高齢者がかかりやすい主な疾患:包括的ガイド

65歳以上の高齢者は、加齢に伴う身体変化や遺伝的要因、長年にわたる生活習慣・リスクの蓄積により、特定の疾患にかかりやすくなります。本稿では、主な疾患をカテゴリー別に整理し、予防や管理のポイントも併せて解説します。

1. 心血管系疾患

・冠動脈疾患(心臓病)

冠動脈が狭くなるか閉塞し、胸痛や息切れを引き起こし、心筋梗塞や脳卒中のリスクが高まります。

・脳卒中(脳血管障害)

脳への血流が途絶えることで急激に神経機能が低下し、麻痺・言語障害・認知障害などが残ります。

2. 神経変性疾患

・アルツハイマー病

記憶力や認知機能が徐々に低下し、最終的には日常生活が自立できなくなる進行性の脳疾患です。

・パーキンソン病

振戦、筋肉の硬直、姿勢保持・歩行障害などが現れる慢性神経疾患です。

3. がん

・前立腺がん(男性)

前立腺の細胞が異常増殖し、初期は無症状ですが進行すると排尿障害や転移が起こります。

・乳がん(女性)

乳腺組織に悪性腫瘍ができ、早期発見が予後改善の鍵です。

・大腸がん

結腸・直腸に発生し、便通の変化や出血が兆候となります。

・肺がん

喫煙歴が大きく関与し、咳・呼吸困難・体重減少が主な症状です。

4. 糖尿病

・2型糖尿病

インスリンの分泌不足または作用低下により血糖が慢性高値となり、合併症リスクが高まります。

5. 筋骨格系障害

・関節炎

変形性関節症(摩耗性)やリウマチ性関節炎が主で、関節の痛み・腫れ・可動域低下を引き起こします。

・骨粗鬆症

骨密度が低下し、骨折しやすくなります。特に椎骨・大腿骨の骨折は致命的です。

6. 呼吸器系疾患

・慢性閉塞性肺疾患(COPD)

肺の気流が制限され、息切れや咳、痰が慢性化します。
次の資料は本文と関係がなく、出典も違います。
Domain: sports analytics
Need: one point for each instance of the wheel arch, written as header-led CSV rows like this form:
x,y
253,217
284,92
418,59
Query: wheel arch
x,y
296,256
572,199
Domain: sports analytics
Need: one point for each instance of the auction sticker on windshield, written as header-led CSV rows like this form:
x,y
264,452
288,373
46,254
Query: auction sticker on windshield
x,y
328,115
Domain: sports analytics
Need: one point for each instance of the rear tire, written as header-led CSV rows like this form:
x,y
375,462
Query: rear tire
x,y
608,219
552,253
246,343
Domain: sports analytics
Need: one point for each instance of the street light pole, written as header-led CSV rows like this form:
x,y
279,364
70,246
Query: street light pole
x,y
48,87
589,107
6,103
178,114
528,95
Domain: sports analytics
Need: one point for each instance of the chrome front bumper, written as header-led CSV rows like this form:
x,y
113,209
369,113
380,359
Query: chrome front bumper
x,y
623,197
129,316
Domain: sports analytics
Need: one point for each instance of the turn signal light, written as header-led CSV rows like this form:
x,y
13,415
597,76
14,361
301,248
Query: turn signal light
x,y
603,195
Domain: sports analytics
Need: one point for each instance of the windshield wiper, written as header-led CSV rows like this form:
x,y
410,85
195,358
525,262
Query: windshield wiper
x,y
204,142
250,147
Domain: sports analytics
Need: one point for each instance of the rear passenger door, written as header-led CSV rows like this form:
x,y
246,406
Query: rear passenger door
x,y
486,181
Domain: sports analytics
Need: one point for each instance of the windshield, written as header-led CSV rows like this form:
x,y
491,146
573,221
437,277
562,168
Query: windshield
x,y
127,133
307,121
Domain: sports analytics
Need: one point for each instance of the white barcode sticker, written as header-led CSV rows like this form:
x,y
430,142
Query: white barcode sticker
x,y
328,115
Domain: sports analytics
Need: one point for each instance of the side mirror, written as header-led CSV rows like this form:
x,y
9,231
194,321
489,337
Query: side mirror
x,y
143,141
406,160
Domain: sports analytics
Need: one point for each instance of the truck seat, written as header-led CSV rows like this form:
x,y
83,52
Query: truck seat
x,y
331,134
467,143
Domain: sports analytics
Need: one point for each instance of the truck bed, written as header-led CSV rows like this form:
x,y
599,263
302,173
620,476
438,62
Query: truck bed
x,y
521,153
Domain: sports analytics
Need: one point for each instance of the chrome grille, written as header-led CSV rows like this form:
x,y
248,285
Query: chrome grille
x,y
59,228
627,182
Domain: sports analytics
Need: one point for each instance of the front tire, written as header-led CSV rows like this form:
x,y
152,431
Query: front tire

喫煙が主因です。

・肺炎

細菌・ウイルス感染により肺胞が炎症を起こし、高齢者では重症化しやすいです。

7. 排尿障害

・尿失禁

骨盤底筋の衰えや神経障害により、意図せずに尿が漏れます。

8. 感覚障害

・聴覚低下

加齢性難聴は徐々に進行し、会話の聞き取りが困難になります。

・視覚障害

加齢黄斑変性や白内障が主で、視力低下や視野欠損をもたらします。

9. 認知機能低下

・軽度認知障害(MCI)

記憶力や思考力の軽い低下で、アルツハイマー病への前駆状態とみなされます。

10. 精神的健康問題

・うつ病・不安障害

持続的な悲しみや無気力、過度な不安感が日常生活に支障をきたします。早期の診断と治療が重要です。

11. フィットネス低下症候群(フレイル)

体力・エネルギー・全身の健康状態が総合的に低下し、転倒・障害・入院リスクが増大します。

予防と管理のポイント

・定期的な健康診断で早期発見を心がける
・バランスの取れた食事(野菜・果物・魚介類中心)
・週に150分以上の有酸素運動や筋力トレーニング
・禁煙・節酒、適正体重の維持
・服薬管理と医師・薬剤師との連携
・睡眠・ストレス管理、社交的な活動の継続

これらの生活習慣改善と定期的な医療フォローにより、疾患の発症リスクを下げ、健康寿命を延ばすことが期待できます。